There is no doubt, 2020 will be a year not soon forgotten. We all have had our lives turned upside down in ways big and small, and we are all hoping for 2021 to turn things right-side up.
And while 2020 has been for many a year we’d be fine forgetting, there has been much worth remembering for our Chapter and the ALS community. For while 2020 has been a struggle, we are inspired by those who have struggled to overcome the obstacles in the path. And we are reminded that for people with ALS the struggle never ends. ALS does not stop for global pandemics, or for the challenges created by them.
Like so many others, when the scope of the COVID-19 pandemic became clear, our Chapter was forced to reimagine how to provide services to the community we serve. Our Care Service team worked with our partners to find new and different ways to meet the needs of people with ALS. Visits that would normally have been in person now took place over the phone or internet. Here on ALS Connect, we tried to keep you informed about how we and others in our community we meeting these challenges each and every day.
As we all tried to settle in to the new normal of 2020, we were faced with finding a way to hold our ALS Walks to Defeat ALS when we could not all gather and walk together. So this year, we brought the walk to you through Walk Your Way events in St. Louis and Springfield, allowing you to spread ALS awareness in new and different ways. Our other fundraising events in 2020 had to change as well, as we continued to find new ways to come together while we were forced to be apart.

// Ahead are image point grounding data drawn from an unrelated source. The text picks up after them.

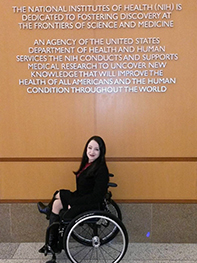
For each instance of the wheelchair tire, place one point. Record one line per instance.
(99, 245)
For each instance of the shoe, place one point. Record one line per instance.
(42, 249)
(44, 209)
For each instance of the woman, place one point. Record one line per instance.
(91, 182)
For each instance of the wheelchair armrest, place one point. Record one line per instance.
(112, 184)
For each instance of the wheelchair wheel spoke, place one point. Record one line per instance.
(96, 241)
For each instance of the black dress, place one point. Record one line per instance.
(91, 189)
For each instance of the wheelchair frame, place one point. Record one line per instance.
(93, 236)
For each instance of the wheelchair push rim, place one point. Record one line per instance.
(99, 248)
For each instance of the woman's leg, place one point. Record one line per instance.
(57, 204)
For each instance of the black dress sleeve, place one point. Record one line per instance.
(91, 189)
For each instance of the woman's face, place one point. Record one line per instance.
(93, 151)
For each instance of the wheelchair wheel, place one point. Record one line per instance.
(98, 244)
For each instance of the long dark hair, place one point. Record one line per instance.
(99, 160)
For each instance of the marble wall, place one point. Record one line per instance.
(153, 223)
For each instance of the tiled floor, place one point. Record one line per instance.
(137, 253)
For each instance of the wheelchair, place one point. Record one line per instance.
(92, 236)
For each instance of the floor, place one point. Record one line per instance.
(137, 253)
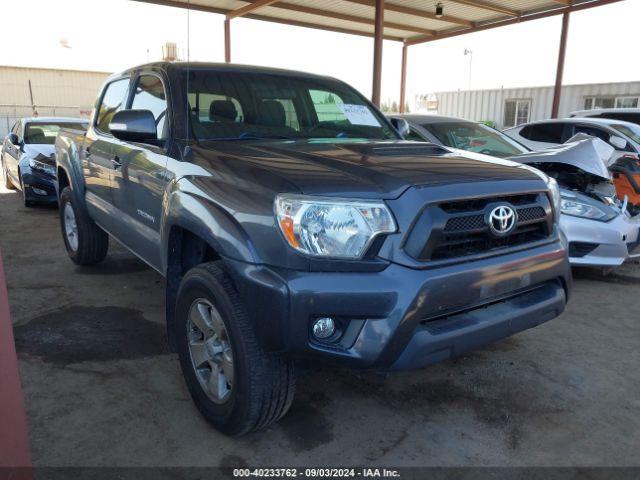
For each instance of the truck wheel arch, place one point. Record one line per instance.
(196, 232)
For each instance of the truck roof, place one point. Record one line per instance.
(54, 120)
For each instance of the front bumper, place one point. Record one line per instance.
(601, 244)
(400, 317)
(39, 187)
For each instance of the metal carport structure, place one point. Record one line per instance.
(411, 22)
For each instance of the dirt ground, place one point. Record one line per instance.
(102, 390)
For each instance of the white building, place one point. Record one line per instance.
(508, 107)
(46, 92)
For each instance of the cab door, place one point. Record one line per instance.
(98, 155)
(139, 178)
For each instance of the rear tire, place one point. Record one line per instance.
(260, 387)
(85, 241)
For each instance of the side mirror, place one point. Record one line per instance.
(401, 125)
(618, 142)
(13, 138)
(134, 126)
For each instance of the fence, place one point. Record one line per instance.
(10, 113)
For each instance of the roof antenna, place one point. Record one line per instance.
(187, 148)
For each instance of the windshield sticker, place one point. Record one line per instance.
(358, 115)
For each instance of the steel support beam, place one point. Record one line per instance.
(557, 91)
(377, 53)
(403, 78)
(227, 40)
(488, 6)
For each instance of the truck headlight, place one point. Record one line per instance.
(43, 167)
(331, 227)
(554, 190)
(575, 206)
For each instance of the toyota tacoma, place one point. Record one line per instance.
(292, 222)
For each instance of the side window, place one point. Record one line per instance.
(150, 95)
(516, 112)
(290, 113)
(16, 128)
(326, 106)
(544, 132)
(113, 100)
(211, 107)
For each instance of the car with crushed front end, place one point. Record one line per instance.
(600, 231)
(292, 222)
(27, 158)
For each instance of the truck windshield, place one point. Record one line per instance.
(475, 137)
(244, 106)
(45, 133)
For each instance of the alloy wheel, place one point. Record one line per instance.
(70, 227)
(210, 350)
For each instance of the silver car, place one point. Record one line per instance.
(599, 231)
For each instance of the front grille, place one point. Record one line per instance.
(460, 229)
(472, 244)
(468, 222)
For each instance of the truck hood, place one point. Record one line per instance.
(365, 169)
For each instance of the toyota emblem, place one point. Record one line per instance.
(502, 220)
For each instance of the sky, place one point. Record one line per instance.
(113, 35)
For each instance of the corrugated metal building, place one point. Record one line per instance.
(513, 106)
(48, 92)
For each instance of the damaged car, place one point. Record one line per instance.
(599, 229)
(27, 159)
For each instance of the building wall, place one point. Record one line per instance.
(479, 105)
(68, 93)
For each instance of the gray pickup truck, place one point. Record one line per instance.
(291, 221)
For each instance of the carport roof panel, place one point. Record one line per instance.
(412, 20)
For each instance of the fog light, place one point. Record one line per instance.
(324, 328)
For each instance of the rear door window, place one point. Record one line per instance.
(113, 100)
(150, 95)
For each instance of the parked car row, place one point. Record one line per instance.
(581, 154)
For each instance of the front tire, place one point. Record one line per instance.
(236, 385)
(85, 241)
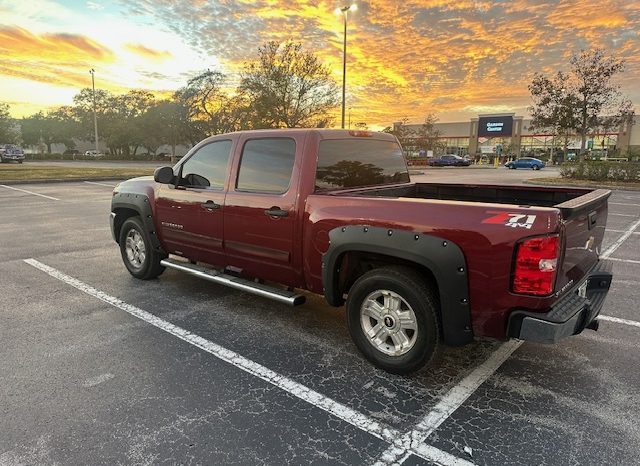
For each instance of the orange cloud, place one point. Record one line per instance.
(146, 52)
(404, 58)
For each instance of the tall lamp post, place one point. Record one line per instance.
(95, 118)
(344, 11)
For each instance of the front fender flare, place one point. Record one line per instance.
(139, 203)
(442, 257)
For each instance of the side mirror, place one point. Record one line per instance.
(164, 175)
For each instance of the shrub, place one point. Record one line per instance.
(595, 170)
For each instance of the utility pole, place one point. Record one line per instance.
(95, 117)
(344, 11)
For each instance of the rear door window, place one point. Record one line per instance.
(207, 168)
(266, 165)
(350, 163)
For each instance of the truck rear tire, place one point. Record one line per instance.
(139, 256)
(392, 318)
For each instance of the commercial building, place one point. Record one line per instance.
(506, 134)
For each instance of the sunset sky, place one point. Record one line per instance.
(405, 59)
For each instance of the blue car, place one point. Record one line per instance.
(525, 162)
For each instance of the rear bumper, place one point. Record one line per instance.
(569, 316)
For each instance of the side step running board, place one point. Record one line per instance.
(288, 297)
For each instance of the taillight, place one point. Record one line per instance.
(535, 266)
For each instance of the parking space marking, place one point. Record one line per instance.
(629, 261)
(617, 320)
(343, 412)
(611, 249)
(29, 192)
(447, 406)
(101, 184)
(622, 231)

Indeed, being forced to function in a remote world has not stopped us from finding ways to make meaningful connections. This year, our Care Service team launched a virtual support group to bring people together to share personal experiences and feelings, coping strategies, and firsthand information. And in September our Chapter hosted a virtual town hall to share the latest in efforts around care services, advocacy and research. Members of our community were able to hear from experts in all these areas and ask question to the speakers.
There was in fact much exciting news to share. On the research front, the news of clinical trial results showing that Amylyx Pharmaceuticals’ AMX0035 brought statistically significant benefit to people living with ALS was a bright light in a dark year. Further results made an even stronger case for the effectiveness of AMX0035, and in hopes of bringing this promising treatment to as many people as soon as possible, The ALS Association and I AM ALS called on the drug company and the FDA to make the treatment widely available as soon as possible.
While the advocacy effort around AMX0035 is ongoing, ALS advocates scored a major victory earlier this month with the passage of the ALS Disability Insurance Access Act, waiving the five-month Social Security Disability Insurance (SSDI) waiting period before people living with ALS can access crucial benefits.
And as we prepare to enter 2021 it is with a mixture of sadness and excitement that we prepare for the retirement of our President and CEO Maureen Barber Hill in February. However, our Chapter will continue with stellar leadership as our Board of Directors announced in October that our current Director of Development Katie McGovern will become our new President and CEO upon Maureen’s retirement.
Time has a way of changing how we look at things, but 2020 certainly seems like it is destined to be a “do you remember when…” sort of year. And while it has certainly been a year of many challenges, it has also been a year of hope for many within the ALS community. As we enter 2021 thinking about vaccines and a return to something approaching normal, we also hope for more breakthroughs for people with ALS that move us closer to more effective treatments, and a cure. This year has been memorable, but perhaps 2021 will be even more memorable for better reasons. ALS does not stop, but with your help and support, neither do we—in 2020, 2021, and beyond.